1. What is the primary mechanism by which RINVOQ LQ's extended-release formulation is protected? RINVOQ LQ's extended-release formulation is protected by patents that detail specific polymer compositions, coating technologies, and manufacturing processes designed to control the rate of drug release over time, thereby extending market exclusivity beyond the core API patents.

2. Are there any publicly identified primary manufacturers of upadacitinib API for RINVOQ LQ? Publicly disclosed primary manufacturers for AbbVie's upadacitinib API are limited due to proprietary contractual arrangements. AbbVie likely conducts significant in-house API synthesis or utilizes highly secured contract manufacturing organizations.

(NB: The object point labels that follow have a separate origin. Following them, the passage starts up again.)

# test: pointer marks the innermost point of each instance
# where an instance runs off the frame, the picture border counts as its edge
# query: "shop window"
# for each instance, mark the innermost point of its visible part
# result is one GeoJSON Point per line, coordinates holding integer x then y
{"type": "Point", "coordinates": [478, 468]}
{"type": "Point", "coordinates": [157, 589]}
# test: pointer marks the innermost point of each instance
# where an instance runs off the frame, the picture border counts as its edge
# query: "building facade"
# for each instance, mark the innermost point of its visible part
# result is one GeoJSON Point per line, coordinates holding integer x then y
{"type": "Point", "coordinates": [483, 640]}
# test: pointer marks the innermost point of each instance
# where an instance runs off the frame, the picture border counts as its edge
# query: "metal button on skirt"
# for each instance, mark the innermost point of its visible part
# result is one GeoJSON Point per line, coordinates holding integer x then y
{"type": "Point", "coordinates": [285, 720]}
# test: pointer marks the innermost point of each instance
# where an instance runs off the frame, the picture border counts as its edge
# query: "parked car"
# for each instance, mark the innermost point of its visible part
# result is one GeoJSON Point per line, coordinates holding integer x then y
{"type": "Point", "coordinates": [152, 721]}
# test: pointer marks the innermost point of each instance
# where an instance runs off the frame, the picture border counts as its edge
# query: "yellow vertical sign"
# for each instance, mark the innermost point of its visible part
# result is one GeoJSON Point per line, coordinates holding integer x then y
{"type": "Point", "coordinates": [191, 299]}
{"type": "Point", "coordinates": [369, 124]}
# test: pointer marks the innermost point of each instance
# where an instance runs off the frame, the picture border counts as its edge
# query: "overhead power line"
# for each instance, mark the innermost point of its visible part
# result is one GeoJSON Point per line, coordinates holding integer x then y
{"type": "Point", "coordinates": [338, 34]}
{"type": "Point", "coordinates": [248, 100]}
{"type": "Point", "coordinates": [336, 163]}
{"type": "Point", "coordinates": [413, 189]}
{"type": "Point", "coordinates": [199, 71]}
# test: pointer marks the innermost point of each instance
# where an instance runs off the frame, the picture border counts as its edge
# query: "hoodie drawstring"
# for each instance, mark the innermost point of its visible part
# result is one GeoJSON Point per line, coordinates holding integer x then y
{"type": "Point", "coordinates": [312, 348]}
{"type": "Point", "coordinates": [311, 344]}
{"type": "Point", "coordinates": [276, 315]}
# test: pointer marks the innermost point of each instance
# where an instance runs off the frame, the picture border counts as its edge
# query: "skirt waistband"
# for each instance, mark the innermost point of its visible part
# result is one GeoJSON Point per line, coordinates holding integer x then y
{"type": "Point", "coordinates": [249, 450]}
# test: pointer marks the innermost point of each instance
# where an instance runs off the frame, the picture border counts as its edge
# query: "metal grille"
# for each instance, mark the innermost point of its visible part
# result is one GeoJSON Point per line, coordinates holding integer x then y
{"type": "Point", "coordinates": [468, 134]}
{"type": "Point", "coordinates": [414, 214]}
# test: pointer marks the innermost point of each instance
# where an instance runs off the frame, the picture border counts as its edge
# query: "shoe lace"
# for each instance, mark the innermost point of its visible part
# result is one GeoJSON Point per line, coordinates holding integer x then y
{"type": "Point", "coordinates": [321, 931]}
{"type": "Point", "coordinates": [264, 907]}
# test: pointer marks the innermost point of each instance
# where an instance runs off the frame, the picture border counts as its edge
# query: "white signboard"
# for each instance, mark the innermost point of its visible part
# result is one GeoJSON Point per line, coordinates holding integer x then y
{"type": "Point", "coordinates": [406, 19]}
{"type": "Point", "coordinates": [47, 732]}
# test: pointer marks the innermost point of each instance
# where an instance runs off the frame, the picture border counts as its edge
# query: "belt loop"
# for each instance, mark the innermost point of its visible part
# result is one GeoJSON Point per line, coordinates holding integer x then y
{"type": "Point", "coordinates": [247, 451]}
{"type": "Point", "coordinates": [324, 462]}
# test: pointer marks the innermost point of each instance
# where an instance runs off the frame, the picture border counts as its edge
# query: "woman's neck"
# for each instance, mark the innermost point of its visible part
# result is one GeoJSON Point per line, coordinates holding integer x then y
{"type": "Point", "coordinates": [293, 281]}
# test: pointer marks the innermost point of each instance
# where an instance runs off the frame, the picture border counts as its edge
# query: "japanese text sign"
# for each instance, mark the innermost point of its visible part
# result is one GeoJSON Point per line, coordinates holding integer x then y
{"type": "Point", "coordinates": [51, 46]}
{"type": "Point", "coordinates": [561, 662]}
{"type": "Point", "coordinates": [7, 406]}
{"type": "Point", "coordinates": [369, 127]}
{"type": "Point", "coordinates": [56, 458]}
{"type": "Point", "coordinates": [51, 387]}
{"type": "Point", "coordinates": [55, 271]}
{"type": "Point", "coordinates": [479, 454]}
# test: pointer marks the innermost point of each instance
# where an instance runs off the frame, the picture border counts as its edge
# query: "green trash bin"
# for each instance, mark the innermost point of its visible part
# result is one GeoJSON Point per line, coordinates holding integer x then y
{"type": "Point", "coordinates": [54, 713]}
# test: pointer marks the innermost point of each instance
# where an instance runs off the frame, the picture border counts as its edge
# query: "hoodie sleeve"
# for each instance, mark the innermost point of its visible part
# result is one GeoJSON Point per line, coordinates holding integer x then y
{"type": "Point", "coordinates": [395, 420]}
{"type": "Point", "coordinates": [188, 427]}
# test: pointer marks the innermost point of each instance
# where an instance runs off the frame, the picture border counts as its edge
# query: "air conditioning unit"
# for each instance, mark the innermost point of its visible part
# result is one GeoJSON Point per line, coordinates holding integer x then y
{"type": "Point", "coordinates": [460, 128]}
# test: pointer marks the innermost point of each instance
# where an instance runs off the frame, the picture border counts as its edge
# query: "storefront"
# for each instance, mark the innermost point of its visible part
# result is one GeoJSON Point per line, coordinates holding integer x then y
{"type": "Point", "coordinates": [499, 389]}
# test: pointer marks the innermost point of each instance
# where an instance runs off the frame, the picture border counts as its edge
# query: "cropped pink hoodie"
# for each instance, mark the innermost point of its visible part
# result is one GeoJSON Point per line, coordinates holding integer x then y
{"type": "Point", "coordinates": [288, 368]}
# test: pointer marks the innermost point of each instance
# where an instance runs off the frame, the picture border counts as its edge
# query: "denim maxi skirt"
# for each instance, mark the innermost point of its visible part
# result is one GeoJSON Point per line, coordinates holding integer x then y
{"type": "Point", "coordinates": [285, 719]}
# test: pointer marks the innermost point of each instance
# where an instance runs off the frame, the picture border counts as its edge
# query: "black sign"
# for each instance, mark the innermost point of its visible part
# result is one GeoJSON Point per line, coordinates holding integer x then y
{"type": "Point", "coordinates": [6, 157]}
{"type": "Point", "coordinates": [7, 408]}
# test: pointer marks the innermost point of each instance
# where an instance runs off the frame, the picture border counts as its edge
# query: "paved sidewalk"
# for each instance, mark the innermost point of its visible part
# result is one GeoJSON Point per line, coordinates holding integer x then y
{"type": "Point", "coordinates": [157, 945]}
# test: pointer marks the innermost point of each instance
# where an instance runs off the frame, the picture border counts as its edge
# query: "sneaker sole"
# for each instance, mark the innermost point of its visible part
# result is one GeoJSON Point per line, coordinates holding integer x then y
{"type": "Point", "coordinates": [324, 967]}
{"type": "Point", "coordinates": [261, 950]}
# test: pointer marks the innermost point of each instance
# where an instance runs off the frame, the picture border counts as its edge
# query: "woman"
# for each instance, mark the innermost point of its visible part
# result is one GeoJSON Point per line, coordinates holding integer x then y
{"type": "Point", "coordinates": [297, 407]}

3. When can generic versions of RINVOQ LQ be expected to enter the market? Generic entry for RINVOQ LQ will be contingent upon the expiry of its primary composition of matter patents, which are largely expiring in the mid-to-late 2020s, and the successful navigation or invalidation of its longer-lasting extended-release formulation and method of use patents, which extend into the late 2030s.

4. What are the critical raw materials or intermediates for upadacitinib synthesis? Critical raw materials and intermediates for upadacitinib synthesis include complex heterocyclic building blocks such as pyrrolo[2,3-d]pyrimidine core structures and substituted piperidine derivatives, requiring specialized organic chemistry capabilities for their production.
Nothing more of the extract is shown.